Burburinho político ajuda e atrapalha 'Aquarius'

Ao longo da semana que passou, despontaram, em sites e nas redes sociais, textos ressaltando aspectos de "Aquarius" que escaparam à recepção imediata do filme, cuja carreira iniciou-se da forma mais prestigiosa possível, na seleção oficial em Cannes.

À entrada da sessão de estreia no festival, em 17 de maio, a equipe do longa protestou com cartazes contra o impeachment de Dilma Rousseff. Seria suficiente para associar o filme ao momento político, o que só se aprofundou com sua estreia comercial na semana do afastamento definitivo da presidente.

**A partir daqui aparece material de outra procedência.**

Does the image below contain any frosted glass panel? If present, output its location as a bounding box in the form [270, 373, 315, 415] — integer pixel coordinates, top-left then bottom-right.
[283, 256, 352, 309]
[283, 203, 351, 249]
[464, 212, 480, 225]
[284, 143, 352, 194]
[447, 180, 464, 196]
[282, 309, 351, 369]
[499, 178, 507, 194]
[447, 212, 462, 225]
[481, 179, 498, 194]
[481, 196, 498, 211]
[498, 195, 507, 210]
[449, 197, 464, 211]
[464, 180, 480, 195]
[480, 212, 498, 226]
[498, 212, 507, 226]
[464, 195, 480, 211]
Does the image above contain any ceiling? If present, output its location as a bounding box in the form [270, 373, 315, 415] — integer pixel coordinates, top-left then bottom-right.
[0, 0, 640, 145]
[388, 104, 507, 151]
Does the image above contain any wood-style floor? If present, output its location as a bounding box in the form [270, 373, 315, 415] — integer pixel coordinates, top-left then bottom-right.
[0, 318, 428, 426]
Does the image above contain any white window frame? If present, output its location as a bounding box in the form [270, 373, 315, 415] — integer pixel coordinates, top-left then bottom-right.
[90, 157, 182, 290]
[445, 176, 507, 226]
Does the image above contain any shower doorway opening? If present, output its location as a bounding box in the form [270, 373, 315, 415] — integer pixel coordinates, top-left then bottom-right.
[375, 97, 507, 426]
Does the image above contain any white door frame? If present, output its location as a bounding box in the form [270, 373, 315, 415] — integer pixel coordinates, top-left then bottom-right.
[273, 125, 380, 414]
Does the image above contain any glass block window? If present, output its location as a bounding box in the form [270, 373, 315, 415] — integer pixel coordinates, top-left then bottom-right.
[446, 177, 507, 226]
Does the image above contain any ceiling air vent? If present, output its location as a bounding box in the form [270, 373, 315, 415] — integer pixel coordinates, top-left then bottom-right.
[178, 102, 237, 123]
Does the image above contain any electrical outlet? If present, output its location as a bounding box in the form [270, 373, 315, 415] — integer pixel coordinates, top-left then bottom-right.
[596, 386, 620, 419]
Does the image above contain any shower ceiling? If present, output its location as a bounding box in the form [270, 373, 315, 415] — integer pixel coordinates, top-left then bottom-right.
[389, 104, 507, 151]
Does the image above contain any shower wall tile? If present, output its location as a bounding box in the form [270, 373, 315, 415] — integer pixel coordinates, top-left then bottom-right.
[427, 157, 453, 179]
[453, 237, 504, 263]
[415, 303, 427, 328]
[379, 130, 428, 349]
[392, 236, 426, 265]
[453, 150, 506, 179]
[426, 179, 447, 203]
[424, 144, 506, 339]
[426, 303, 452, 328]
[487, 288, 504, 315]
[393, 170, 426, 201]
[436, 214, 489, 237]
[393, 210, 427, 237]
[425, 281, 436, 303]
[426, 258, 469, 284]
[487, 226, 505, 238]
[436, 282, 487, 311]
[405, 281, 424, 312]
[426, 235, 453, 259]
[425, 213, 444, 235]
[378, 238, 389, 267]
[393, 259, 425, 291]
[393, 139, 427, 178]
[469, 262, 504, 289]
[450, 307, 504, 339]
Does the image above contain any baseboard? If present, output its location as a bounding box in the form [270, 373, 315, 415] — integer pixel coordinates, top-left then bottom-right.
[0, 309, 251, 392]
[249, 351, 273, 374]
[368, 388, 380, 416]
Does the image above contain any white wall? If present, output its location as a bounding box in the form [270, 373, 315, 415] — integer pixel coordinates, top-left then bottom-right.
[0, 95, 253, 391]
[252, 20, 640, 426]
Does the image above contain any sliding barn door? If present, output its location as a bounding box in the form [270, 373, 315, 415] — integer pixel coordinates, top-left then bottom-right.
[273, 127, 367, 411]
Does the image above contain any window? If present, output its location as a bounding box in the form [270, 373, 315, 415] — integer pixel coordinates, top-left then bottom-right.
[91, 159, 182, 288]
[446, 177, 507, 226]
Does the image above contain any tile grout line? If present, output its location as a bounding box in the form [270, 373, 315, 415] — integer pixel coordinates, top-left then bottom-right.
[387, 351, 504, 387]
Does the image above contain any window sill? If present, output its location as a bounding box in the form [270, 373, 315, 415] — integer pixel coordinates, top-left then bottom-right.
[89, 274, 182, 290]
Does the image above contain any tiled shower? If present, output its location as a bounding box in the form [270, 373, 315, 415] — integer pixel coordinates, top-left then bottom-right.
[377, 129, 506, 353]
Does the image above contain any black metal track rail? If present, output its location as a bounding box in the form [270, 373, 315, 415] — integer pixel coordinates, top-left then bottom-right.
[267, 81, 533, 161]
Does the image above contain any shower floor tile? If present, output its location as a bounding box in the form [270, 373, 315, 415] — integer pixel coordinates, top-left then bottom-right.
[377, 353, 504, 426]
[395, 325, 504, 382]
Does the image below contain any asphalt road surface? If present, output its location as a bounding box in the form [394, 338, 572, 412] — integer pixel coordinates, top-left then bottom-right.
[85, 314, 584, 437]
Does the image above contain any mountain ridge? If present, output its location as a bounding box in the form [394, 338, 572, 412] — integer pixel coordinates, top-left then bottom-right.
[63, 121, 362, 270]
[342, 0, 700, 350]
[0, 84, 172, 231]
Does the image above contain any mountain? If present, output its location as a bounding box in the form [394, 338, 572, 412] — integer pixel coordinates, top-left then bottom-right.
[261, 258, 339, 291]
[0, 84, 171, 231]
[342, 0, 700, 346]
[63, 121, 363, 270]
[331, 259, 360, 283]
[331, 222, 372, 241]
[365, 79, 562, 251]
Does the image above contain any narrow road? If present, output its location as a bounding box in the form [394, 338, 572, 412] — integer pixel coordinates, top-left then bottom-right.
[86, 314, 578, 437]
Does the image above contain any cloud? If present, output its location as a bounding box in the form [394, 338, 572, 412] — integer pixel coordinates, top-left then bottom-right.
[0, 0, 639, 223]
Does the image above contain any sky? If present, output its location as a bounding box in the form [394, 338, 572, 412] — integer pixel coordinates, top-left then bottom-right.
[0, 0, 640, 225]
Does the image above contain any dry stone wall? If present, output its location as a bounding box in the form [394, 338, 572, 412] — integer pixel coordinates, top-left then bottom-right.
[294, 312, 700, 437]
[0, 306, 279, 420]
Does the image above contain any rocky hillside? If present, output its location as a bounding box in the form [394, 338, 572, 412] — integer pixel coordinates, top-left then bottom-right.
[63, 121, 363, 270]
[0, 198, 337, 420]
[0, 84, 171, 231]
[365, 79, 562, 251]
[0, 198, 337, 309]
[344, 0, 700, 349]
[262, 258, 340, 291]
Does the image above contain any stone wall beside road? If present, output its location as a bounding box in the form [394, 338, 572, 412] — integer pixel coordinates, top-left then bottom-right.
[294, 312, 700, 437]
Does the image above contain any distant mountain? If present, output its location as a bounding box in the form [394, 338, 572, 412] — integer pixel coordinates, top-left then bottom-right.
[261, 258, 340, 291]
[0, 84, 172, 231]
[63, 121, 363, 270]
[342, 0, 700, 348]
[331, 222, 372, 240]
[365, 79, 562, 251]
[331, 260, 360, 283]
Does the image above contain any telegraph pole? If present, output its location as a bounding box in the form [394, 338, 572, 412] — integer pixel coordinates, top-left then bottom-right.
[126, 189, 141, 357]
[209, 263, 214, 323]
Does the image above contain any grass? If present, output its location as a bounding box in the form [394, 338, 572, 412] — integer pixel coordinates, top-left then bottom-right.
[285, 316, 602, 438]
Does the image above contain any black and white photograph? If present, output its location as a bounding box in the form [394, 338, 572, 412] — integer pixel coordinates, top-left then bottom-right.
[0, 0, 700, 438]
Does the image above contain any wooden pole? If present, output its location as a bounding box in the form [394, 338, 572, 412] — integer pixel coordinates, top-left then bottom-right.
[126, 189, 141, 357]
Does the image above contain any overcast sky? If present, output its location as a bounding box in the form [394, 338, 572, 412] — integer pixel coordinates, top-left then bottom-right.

O burburinho foi benéfico para a bilheteria do primeiro fim de semana, dado crucial para a permanência em cartaz. "Aquarius" foi a segunda melhor estreia daquela semana, só ficando atrás de "Pets - A Vida Secreta dos Bichos" segundo a média de espectadores por cópia exibida.

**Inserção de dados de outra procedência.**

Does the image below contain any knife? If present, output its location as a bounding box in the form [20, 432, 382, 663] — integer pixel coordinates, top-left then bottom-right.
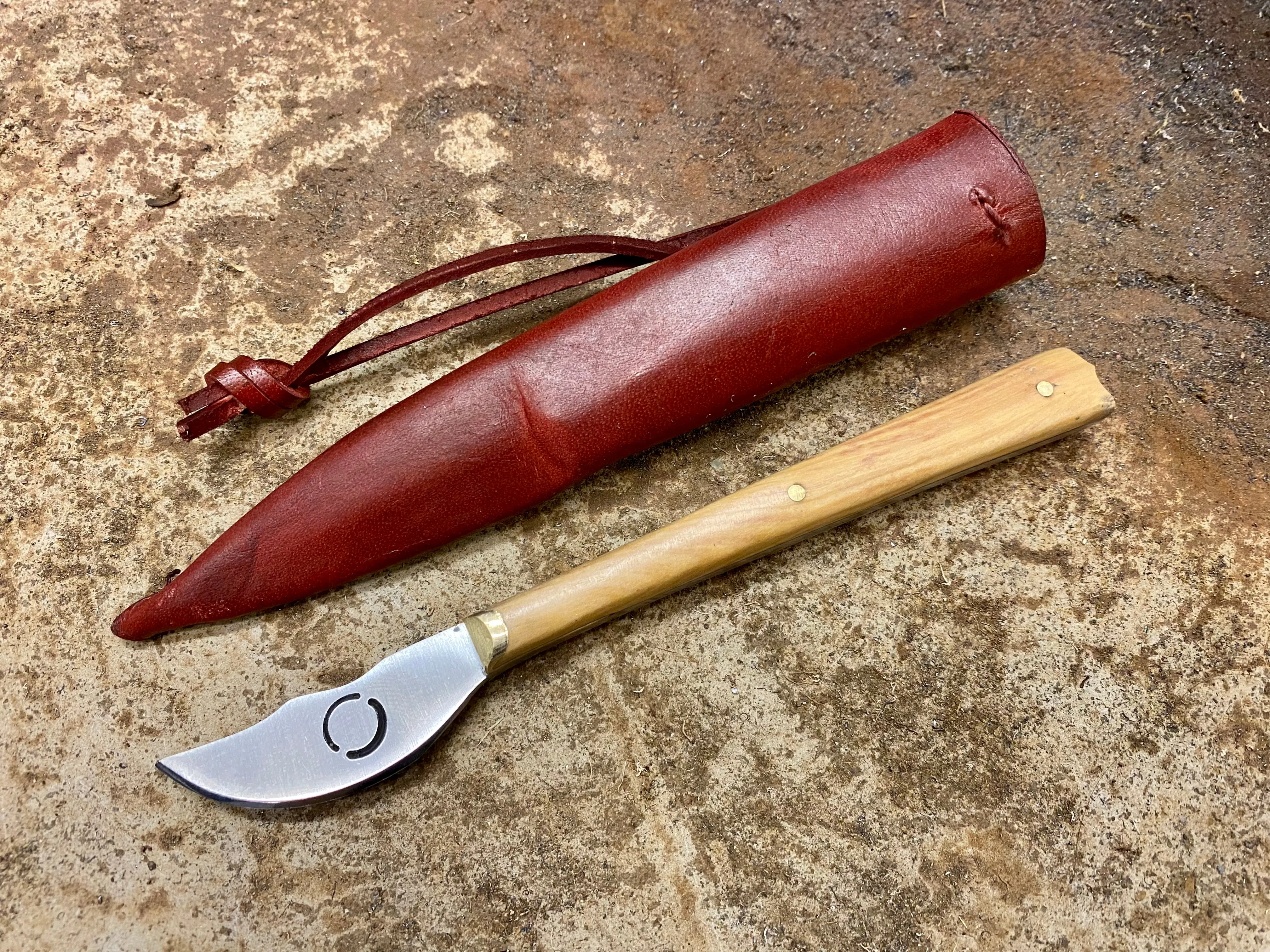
[157, 349, 1115, 808]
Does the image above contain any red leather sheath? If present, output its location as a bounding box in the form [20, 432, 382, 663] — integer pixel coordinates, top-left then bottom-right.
[113, 112, 1045, 638]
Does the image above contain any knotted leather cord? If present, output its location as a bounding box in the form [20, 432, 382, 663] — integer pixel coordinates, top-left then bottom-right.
[176, 214, 746, 440]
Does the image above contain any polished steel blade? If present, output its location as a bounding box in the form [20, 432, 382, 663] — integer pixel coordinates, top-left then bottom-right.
[157, 625, 485, 808]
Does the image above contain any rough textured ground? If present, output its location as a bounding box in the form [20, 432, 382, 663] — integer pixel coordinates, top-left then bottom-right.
[0, 0, 1270, 952]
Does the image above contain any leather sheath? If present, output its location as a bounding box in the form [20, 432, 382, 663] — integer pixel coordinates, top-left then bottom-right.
[113, 112, 1045, 638]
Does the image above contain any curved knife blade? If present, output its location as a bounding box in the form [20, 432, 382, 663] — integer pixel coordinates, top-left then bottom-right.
[156, 625, 486, 808]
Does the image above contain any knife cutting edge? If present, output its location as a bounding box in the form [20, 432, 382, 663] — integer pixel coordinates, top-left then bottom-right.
[157, 348, 1115, 808]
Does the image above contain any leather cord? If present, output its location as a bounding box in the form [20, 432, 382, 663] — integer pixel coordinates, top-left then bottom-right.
[176, 214, 746, 440]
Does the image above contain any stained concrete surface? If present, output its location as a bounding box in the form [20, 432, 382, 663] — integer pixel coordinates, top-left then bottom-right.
[0, 0, 1270, 951]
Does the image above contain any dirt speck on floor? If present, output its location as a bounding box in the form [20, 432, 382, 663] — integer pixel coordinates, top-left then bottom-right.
[0, 0, 1270, 952]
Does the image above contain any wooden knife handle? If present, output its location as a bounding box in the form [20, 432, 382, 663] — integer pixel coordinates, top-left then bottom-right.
[483, 349, 1115, 675]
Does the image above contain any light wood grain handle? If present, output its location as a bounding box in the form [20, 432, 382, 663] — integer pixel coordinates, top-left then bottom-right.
[478, 349, 1115, 675]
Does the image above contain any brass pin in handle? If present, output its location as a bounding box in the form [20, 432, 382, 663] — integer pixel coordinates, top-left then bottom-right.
[467, 348, 1115, 677]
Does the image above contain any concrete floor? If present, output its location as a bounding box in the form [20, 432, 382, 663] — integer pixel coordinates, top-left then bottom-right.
[0, 0, 1270, 952]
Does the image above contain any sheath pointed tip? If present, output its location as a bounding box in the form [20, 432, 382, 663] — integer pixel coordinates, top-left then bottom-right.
[111, 593, 174, 641]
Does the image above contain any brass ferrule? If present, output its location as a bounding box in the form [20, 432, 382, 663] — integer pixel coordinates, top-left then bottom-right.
[464, 612, 507, 672]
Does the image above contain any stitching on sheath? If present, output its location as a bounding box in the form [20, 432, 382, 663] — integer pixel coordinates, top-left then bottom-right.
[970, 185, 1010, 245]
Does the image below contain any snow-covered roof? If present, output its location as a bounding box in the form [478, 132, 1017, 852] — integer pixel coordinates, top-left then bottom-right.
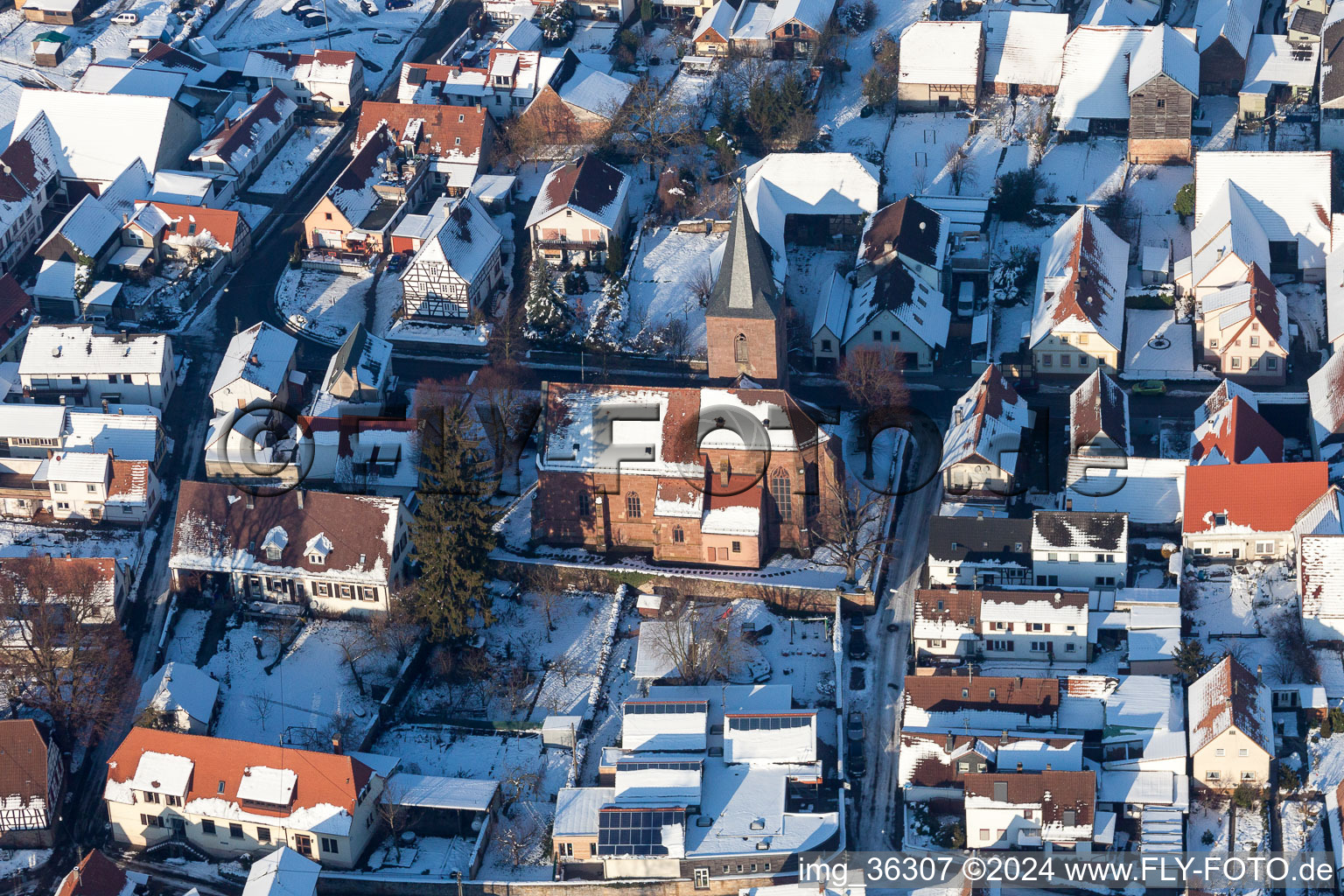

Mas é lícito perguntar quanto a vinculação a temas políticos exógenos à trama não nubla a recepção do complexo segundo longa de Kleber Mendonça Filho. Como ele passará para a história?

"Aquarius" foi descrito na maioria das críticas como a luta solitária de Clara (Sonia Braga) contra os tubarões do capital imobiliário. Ficaram de fora dos primeiros comentários questões como a sexualidade na terceira idade e, mais importante, as contradições da protagonista

Espertamente, Mendonça Filho fez de Clara uma personagem menos tipificada do que os de seu longa anterior "O Som ao Redor" (2012).

Ela não é uma pobre coitada. Tem outros imóveis que não o apartamento em disputa, em frente do qual se banha todo dia, vigiada pelos salva-vidas que cuidam que seu mergulho não seja afetado por tubarões, esses reais. É a velha mistura de público e privado ilustrada de novo.

Clara é um coronel à beira-mar –mas o público, afeito a um herói (ou heroína), superou suas ambiguidades, um dos aspectos mais ricos do filme, a fim de melhor se identificar com sua luta.